Someone who is brain dead will never, ever wake up. Ever. Furthermore, life support machines are very damaging to human organs. It's not the same as your own heart and lungs doing their job. What will happen to Jahi's body is that one organ system after another will start to shut down, until she basically liquefies in her hospital bed. In explaining this point to us, the ICU staff at my mother's hospital cited a recent case in which a family insisted on keeping a dead man's organs functioning until he mildewed from the inside out. I don't think it's a very respectful way to treat the dead, keeping their organs artificially functioning while they decompose a little at a time. If you believe that your loved one is somehow alive so long as one cell of their body is still living, better to donate their organs.

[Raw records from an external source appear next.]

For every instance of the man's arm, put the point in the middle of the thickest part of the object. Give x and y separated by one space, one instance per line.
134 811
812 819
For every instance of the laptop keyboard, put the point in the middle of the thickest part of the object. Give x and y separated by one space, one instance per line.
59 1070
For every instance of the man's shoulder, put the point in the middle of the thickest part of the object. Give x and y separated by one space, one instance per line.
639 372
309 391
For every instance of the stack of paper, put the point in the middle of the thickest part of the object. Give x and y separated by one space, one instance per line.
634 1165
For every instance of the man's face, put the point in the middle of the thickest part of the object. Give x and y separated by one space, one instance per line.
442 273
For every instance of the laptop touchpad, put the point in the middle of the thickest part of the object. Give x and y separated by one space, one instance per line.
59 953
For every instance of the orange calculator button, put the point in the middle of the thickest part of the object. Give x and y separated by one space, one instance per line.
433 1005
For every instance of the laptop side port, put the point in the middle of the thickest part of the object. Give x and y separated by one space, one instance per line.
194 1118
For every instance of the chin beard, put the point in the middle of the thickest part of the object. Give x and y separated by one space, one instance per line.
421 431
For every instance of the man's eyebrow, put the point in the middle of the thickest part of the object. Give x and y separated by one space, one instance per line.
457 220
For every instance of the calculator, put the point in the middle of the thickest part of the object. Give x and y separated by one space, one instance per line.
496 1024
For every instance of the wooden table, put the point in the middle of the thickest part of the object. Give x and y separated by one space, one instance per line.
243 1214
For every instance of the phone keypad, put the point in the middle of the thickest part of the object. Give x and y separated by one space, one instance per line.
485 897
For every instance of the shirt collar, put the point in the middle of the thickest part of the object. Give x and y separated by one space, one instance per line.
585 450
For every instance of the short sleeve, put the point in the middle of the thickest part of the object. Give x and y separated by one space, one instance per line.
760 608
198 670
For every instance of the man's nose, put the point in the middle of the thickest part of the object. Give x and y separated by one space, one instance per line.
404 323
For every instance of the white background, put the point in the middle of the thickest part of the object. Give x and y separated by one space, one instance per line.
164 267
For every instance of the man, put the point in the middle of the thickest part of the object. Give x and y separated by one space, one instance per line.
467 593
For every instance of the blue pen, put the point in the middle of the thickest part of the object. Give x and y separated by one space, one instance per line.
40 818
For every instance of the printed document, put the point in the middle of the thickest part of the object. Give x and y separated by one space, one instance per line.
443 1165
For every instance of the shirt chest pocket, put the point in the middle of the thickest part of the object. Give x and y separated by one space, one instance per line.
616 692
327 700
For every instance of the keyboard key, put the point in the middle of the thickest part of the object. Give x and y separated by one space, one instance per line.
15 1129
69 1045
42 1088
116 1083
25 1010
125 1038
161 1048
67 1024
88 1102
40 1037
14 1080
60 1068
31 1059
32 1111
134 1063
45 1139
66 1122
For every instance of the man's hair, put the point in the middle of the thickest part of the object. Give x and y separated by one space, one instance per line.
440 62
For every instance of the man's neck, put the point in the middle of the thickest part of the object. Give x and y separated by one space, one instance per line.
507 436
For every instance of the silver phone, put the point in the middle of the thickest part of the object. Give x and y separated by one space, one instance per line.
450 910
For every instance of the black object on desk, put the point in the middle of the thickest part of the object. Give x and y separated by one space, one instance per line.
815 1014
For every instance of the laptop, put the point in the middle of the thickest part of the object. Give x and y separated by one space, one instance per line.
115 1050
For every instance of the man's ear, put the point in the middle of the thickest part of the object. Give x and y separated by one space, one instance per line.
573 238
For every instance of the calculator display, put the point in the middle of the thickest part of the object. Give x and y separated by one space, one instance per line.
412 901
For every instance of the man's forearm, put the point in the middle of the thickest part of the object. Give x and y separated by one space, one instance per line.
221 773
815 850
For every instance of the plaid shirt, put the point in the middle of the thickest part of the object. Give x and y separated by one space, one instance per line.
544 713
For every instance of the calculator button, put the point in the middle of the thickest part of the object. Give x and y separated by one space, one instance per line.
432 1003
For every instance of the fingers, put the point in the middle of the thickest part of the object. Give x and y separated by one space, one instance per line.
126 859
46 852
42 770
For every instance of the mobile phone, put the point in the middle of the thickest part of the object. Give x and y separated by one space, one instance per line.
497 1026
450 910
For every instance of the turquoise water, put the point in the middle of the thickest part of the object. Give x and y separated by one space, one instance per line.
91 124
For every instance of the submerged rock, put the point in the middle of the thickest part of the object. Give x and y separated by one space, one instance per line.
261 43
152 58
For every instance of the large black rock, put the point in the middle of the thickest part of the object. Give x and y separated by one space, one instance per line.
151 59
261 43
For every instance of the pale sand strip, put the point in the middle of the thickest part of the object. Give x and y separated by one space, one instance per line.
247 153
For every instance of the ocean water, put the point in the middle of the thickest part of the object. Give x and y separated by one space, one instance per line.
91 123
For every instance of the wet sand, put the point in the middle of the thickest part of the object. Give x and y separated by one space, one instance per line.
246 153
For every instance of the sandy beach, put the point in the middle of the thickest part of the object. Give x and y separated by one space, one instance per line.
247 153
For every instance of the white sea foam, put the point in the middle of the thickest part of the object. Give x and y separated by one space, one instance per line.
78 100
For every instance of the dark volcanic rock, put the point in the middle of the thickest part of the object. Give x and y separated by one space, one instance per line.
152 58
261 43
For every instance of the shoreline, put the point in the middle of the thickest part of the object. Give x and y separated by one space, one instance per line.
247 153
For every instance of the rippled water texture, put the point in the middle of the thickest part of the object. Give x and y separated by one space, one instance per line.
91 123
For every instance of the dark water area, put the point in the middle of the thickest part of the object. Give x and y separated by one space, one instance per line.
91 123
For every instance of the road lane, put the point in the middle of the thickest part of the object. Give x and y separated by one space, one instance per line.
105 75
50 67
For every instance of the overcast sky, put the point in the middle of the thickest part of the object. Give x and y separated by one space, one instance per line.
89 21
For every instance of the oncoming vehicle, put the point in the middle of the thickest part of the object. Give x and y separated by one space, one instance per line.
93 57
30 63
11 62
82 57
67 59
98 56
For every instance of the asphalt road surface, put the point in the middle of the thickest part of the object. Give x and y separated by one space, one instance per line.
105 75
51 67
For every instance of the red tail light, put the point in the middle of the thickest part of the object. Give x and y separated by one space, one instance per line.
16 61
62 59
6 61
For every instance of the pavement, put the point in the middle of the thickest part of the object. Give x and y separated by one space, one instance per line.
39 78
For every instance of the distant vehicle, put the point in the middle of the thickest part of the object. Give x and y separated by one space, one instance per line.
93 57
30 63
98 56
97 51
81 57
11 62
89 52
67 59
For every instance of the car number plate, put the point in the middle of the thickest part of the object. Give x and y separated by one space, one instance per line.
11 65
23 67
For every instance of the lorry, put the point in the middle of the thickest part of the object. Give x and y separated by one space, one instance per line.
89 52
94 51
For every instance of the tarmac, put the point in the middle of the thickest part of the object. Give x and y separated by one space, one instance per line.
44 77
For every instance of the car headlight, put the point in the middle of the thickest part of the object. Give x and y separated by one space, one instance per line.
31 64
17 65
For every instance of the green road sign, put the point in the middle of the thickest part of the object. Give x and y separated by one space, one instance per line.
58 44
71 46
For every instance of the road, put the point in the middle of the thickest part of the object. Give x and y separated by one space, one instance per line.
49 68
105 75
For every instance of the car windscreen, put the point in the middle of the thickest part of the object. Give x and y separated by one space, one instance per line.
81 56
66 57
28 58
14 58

I suppose you could argue that even if keeping Jahi's body around for an extended period of time doesn't help Jahi herself, it doesn't really hurt anybody, and it will make the family happy. Except it does hurt people. Keeping the organs of a brain-dead person functioning requires an enormous commitment of skilled man hours and complex machinery. These are resources that could be put toward saving another person's life, or at least providing palliative care to someone who is unsavable, but still undeniably alive.
Jahi's family needs to let go. I feel terrible for them, but their daughter isn't coming back.
And yes, we pulled the plug on my mother the morning the EEG went flat.